En Europe, les puissances étaient déçues, irritées. Mais c’était à qui ne bougerait pas. La concordance des événemens doit être signalée : en France, les républicains arrivent au pouvoir ; en Italie, M. Crispi. Victor-Emmanuel meurt, bientôt le Pape. Le prince de Bismarck se tait, mais il travaille. C’est l’heure où il négocie un projet de voyage de M. Gambetta à Berlin. Il contient l’Autriche, anxieuse de ce qui se passe. Il n’est pas sans communications avec l’Angleterre. Dans les premiers jours de l’année 1878, le comte Munster, ambassadeur d’Allemagne à Londres, esprit très positif et très froid, est l’hôte de lord Derby à la campagne : longs entretiens.

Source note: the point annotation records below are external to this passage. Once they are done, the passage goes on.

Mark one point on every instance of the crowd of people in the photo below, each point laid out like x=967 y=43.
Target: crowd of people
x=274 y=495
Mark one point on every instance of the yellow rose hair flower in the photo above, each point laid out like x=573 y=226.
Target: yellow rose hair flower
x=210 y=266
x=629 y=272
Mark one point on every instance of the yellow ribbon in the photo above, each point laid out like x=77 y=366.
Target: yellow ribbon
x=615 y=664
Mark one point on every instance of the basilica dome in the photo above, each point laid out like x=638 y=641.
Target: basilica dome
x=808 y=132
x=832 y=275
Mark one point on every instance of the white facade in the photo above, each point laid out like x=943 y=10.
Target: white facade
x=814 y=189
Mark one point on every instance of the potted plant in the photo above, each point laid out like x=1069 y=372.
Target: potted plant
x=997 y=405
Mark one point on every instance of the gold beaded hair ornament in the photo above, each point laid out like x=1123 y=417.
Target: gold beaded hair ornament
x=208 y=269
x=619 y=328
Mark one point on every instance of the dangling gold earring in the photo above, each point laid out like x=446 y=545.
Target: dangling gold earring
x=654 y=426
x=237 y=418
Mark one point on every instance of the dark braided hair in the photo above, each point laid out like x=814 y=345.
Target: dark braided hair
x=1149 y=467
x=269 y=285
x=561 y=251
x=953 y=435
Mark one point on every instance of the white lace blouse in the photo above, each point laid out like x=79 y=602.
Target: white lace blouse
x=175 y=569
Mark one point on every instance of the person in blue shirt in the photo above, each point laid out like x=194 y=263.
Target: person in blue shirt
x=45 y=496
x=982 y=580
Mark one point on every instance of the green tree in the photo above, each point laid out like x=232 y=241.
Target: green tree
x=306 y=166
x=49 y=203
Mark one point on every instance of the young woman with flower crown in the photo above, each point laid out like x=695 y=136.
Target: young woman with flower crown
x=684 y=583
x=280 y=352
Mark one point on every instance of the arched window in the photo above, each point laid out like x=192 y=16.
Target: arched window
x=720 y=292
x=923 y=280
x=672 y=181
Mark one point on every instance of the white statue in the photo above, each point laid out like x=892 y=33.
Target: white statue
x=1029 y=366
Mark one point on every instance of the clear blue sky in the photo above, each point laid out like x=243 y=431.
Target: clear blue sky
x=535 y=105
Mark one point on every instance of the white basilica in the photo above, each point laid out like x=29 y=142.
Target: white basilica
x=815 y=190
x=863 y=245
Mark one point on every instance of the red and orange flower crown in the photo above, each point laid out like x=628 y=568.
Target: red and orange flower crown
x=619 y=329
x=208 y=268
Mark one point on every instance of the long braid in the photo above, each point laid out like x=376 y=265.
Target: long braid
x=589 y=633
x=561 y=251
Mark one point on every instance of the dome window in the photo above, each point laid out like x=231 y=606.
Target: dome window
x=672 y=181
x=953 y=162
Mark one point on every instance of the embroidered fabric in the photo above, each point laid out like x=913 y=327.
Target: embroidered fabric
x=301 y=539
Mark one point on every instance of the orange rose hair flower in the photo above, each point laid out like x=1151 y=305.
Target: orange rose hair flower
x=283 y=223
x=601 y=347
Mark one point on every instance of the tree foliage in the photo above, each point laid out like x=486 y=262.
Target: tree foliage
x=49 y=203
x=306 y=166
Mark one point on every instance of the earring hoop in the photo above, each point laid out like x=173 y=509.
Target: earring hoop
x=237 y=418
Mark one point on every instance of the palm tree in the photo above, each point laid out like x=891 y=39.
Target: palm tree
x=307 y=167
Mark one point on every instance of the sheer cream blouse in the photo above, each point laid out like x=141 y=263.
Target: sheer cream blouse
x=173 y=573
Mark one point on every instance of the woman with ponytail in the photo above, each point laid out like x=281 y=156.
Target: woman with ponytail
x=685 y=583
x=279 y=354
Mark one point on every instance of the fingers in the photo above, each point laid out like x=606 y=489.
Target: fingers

Midhat pacha est à Londres. Lord Derby, selon sa méthode, patiente toujours : il ne voudrait pas se lancer seul. Il attend que l’Autriche-Hongrie, dont il se méfie encore, prenne les devans.

L’opinion publique anglaise est aux champs. Il est dans la nature des choses que ce soit le Parlement britannique qui allume les feux. Le 13 janvier, jour où les plénipotentiaires turcs quittent Constantinople pour se rendre au quartier général russe, un débat s’engage à la Chambre des communes. Un enfant terrible, qui fut souvent un précurseur, sir Charles Dilke, propose que l’Angleterre, sans tant de façons, prenne sa part du gâteau et s’adjuge l’Egypte. Une telle proposition paraît scandaleuse : sir Charles Dilke est fort mal reçu[1]. Lord Beaconsfield prononce un discours hautain et presque menaçant. Cependant, lord Derby pense qu’on peut négocier encore.

Abandonnant le terrain des intérêts, il rend publique la notification qu’il a faite à la Russie, à savoir que toute convention modifiant les traités de Paris (1856) et de Londres (1871) est un acte européen et doit être soumis aux puissances. La déclaration a été faite simultanément, à Saint-Pétersbourg, par les cabinets de Londres et de Vienne. Quant à l’occupation de Constantinople, le gouvernement britannique demande qu’aucune force russe ne soit envoyée dans la péninsule de Gallipoli. Pour

  1. Mémorial diplomatique, année 1878 (p. 47).